Через овраг в кустах протоптаны были тропинки, я пошла по одной, наугад, и она повела меня вниз, под откос. На самом дне, по песчаному ложу, неслышно бежал ручей - широкий, мелкий и быстрый.
Маленькая форель, неподвижно, как палочка, прятавшаяся у камня, стрельнула и умчалась, когда я подошла зачерпнуть пригоршней воды. Мостик через ручей был в одно бревно, с кривой жердью, за которую можно было держаться. Я перешла на ту сторону. Тут было так сумрачно, казалось, что совсем ночь надвигается.
Уже выбравшись наверх, у самой опушки зеленых зарослей я заметила желтевший увядшими ветками, лохматый и несуразный шалашик детской работы. Листья зашуршали от моего прикосновения, когда я заглянула внутрь, там висела гирлянда, сплетенная из одуванчиков, лежала кучка примятой травы, а по самой середине прорастал ствол березки.
Я села, прилегла наполовину, чтоб протиснуться внутрь, и оперлась о ствол березы.
Отсюда сквозь ветки кустов, когда они раскачивались от ветра, то открывалась вся поляна с памятником и, дальше, остановкой автобуса на шоссе, то закрывалась успокоившимися ветками.
Теперь-то я почувствовала, до чего устала, до какой томной ломоты в ногах, во всем теле, даже постонать вслух хотелось!
Детское чувство радости, что я от чего-то убежала, нарушила скучные правила, - это детское праздничное чувство во мне как-то легко сживалось с печалью. С какой-то праздничностью печали.
Я стала смотреть вверх, между верхушек деревьев. Облачков, белых и крутых, в небе было как на рисунке малыша, у которого осталось пол-листа свободных, и он пририсовал туда сколько влезло круглых облачков, больших и маленьких, пока все небо не стало поровну белым и голубым.
Усталость тела вовсе не мешает мне думать - я как-то отдельно от него сейчас. Голова свободна, и все в ней четко и ясно, как в этом детском небе.

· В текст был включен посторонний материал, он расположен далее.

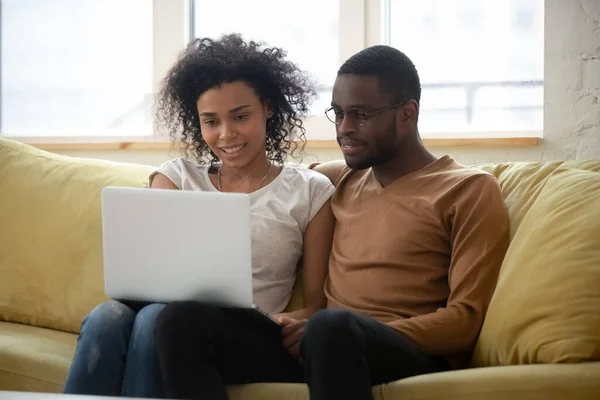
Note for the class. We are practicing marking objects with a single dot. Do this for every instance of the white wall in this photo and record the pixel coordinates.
(571, 97)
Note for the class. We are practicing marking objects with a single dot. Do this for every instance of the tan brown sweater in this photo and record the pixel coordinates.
(422, 254)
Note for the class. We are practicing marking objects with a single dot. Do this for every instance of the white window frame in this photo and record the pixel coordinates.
(363, 23)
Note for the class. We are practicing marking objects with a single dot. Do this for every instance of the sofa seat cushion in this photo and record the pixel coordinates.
(51, 235)
(34, 359)
(545, 306)
(37, 360)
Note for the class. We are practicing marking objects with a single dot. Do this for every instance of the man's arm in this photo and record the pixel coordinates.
(480, 238)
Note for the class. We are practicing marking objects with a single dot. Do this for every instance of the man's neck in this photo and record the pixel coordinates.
(413, 158)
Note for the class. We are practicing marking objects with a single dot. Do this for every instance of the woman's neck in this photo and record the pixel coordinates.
(256, 169)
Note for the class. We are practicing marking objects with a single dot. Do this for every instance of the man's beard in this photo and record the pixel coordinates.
(385, 150)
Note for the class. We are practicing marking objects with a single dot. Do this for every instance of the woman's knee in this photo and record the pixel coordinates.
(144, 327)
(107, 318)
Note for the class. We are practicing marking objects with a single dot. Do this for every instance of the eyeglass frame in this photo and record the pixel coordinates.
(366, 116)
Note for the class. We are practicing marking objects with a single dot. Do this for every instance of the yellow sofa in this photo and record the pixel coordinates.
(540, 340)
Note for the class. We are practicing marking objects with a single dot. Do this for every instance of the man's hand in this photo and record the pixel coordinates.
(292, 332)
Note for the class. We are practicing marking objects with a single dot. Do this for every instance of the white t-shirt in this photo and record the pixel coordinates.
(279, 215)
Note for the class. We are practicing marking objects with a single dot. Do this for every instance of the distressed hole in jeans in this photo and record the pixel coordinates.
(117, 310)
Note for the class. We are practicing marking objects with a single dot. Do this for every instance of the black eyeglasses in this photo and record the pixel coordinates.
(356, 116)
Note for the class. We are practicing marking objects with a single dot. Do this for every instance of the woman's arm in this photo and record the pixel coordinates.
(315, 262)
(160, 181)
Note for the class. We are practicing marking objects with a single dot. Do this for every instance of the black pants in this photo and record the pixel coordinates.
(202, 348)
(347, 353)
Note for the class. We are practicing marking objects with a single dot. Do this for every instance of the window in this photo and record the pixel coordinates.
(308, 31)
(76, 68)
(87, 70)
(480, 62)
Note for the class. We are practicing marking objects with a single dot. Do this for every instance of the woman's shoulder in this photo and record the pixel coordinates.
(312, 181)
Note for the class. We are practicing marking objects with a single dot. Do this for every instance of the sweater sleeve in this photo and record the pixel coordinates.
(479, 239)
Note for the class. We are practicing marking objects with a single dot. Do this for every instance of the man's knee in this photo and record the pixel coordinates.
(330, 326)
(178, 317)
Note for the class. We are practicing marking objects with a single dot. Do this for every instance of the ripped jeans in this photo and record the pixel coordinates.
(116, 353)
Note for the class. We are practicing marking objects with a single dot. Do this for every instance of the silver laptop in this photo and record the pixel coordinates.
(169, 245)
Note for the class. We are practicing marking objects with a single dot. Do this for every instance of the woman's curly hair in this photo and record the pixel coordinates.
(207, 63)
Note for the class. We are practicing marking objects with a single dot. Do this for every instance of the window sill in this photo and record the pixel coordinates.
(311, 144)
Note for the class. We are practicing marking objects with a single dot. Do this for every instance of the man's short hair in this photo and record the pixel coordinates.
(396, 72)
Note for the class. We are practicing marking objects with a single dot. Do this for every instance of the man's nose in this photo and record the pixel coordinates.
(345, 127)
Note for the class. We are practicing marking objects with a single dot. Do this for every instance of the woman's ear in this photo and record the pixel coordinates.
(268, 109)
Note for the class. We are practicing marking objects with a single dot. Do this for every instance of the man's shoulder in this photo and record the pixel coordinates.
(334, 170)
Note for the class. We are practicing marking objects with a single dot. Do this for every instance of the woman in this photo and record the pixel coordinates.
(236, 107)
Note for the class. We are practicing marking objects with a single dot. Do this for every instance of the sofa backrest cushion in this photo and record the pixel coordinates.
(51, 271)
(545, 308)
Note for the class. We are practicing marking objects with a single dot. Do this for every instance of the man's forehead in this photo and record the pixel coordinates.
(350, 89)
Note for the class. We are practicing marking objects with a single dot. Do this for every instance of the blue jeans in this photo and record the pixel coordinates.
(116, 353)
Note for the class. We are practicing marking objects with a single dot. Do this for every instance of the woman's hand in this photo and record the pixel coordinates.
(292, 333)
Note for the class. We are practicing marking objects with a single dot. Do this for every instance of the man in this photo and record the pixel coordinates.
(417, 247)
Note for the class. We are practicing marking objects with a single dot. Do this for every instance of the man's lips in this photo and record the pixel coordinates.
(351, 146)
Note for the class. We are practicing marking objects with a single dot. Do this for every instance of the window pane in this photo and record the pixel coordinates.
(76, 67)
(492, 51)
(309, 33)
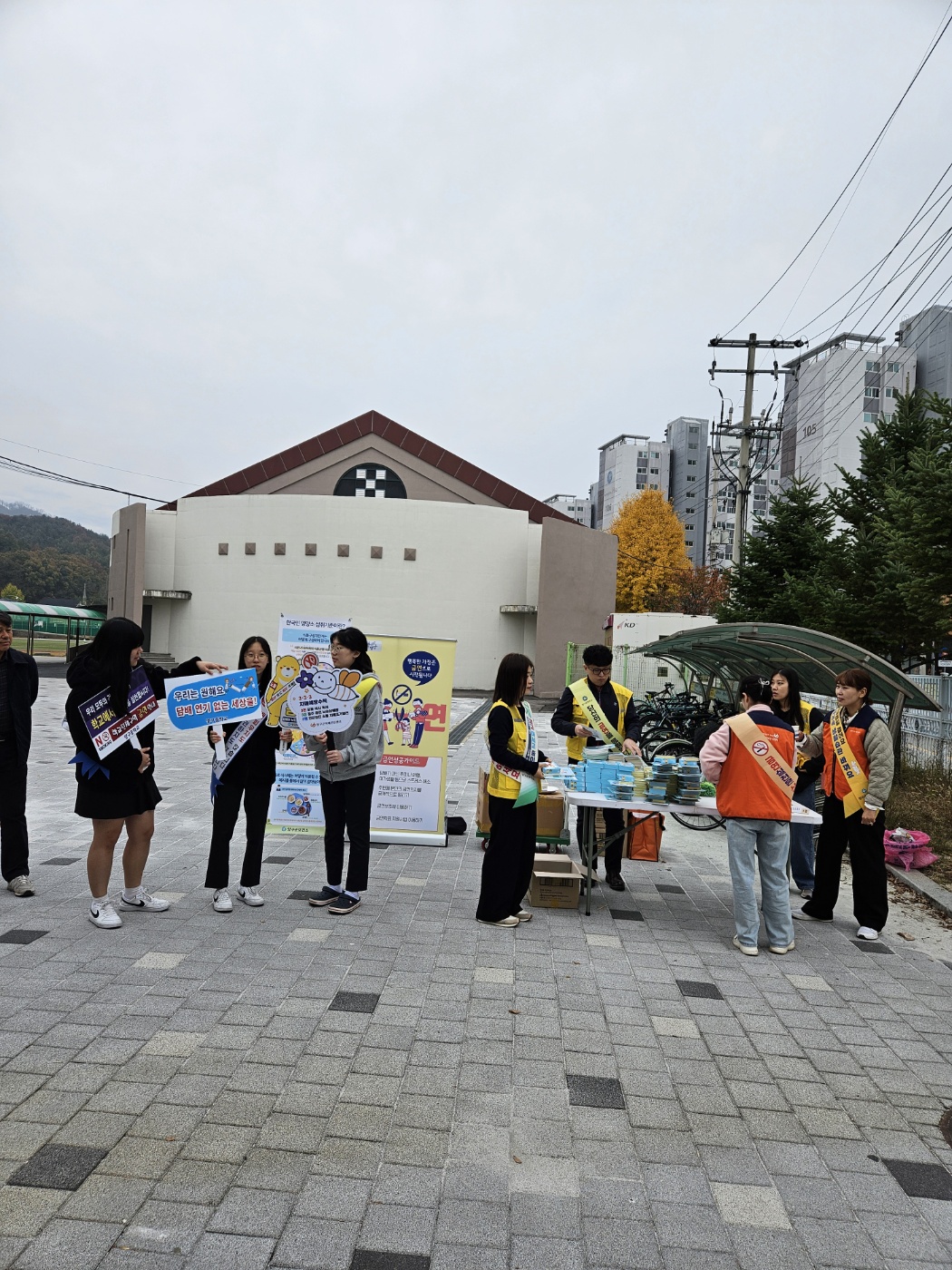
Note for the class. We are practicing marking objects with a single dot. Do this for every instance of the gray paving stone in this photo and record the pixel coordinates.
(69, 1245)
(231, 1253)
(57, 1166)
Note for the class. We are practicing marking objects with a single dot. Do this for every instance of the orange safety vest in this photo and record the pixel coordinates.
(834, 780)
(745, 791)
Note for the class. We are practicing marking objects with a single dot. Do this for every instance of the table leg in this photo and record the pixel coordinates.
(588, 837)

Издалека долетел длинный, сердитый паровозный гудок, и я вскочила даже - не показалось же мне? Нет, вдалеке, по мосту, где пробегали весь день одни электрички, эти странные, хотя и привычные поезда без головы и хвоста, теперь, мелькая в переплетениях пролетов моста, выкидывая вверх клубы дыма, громадный паровоз с ревом вел за собой бесконечный состав нефтяных цистерн, им конца еще не было видно за поворотом.

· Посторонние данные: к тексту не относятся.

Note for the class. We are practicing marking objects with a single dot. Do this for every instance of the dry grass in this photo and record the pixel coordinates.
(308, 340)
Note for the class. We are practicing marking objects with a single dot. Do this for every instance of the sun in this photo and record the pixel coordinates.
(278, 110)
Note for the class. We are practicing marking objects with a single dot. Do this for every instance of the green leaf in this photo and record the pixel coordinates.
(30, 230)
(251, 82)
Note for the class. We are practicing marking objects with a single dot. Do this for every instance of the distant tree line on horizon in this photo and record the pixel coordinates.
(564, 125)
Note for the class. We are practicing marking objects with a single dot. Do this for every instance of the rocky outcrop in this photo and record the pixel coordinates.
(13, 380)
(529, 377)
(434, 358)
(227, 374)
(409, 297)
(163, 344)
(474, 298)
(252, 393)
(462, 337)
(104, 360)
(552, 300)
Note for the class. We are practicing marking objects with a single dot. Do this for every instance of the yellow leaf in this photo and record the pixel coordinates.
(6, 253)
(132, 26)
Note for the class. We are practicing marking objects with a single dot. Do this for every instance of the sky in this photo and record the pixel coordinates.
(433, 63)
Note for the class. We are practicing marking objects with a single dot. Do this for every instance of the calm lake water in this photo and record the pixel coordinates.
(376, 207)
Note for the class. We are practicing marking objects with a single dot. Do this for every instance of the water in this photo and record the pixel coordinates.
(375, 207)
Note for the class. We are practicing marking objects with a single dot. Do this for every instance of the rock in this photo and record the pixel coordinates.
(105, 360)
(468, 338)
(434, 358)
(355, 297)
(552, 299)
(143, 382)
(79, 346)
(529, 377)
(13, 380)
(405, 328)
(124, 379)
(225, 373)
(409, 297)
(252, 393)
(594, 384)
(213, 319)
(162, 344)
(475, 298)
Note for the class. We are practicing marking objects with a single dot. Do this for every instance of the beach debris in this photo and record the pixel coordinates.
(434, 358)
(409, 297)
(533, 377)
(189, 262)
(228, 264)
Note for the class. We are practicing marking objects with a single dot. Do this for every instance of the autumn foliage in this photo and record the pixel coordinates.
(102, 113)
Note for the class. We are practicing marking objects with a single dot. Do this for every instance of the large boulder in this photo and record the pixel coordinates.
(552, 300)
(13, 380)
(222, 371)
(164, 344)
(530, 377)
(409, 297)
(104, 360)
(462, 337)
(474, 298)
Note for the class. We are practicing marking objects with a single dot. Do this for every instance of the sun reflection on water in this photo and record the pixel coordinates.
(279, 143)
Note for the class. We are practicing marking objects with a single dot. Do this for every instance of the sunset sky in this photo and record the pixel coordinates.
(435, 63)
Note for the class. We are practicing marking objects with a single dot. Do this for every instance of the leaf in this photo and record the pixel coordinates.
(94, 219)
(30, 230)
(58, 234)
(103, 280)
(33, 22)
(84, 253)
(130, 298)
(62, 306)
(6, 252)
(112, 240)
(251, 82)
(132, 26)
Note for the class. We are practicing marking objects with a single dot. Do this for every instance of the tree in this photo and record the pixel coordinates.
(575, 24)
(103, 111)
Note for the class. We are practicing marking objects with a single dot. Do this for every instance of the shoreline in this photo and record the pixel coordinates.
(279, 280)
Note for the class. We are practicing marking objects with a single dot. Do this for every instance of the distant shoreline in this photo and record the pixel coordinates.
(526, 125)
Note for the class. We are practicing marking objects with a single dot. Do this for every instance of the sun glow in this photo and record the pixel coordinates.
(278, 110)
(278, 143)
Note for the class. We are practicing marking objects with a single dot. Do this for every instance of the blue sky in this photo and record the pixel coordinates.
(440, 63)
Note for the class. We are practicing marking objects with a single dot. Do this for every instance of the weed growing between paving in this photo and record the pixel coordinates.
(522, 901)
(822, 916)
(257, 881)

Я успела еще и увидеть гудок: белый столбик пара, клокочущий на ветру. Звук нескончаемо тянулся над полем и лугом, улетая далеко вдаль, потом и столбик пара исчез, а гудок еще ревел, заполняя воздух, пока не оборвалась где-то его невидимая нить.
Есть еще на свете паровозы! А скоро про них позабудут, и никто уже не поймет, что чувствовали мы, заслышав этот хриплый, долгий и мощный крик. "Наш паровоз, вперед лети! В коммуне остановка!.." Что значил он в нашей судьбе, в моей жизни, к каким горьким и гордым разлукам звал, какой неутолимой жаждой подвига закипало от него сердце, как мы рвались за его железным, таким земным и грубым ревом, к взлету в неизведанное, к новым радужным мирам и далеким звездам!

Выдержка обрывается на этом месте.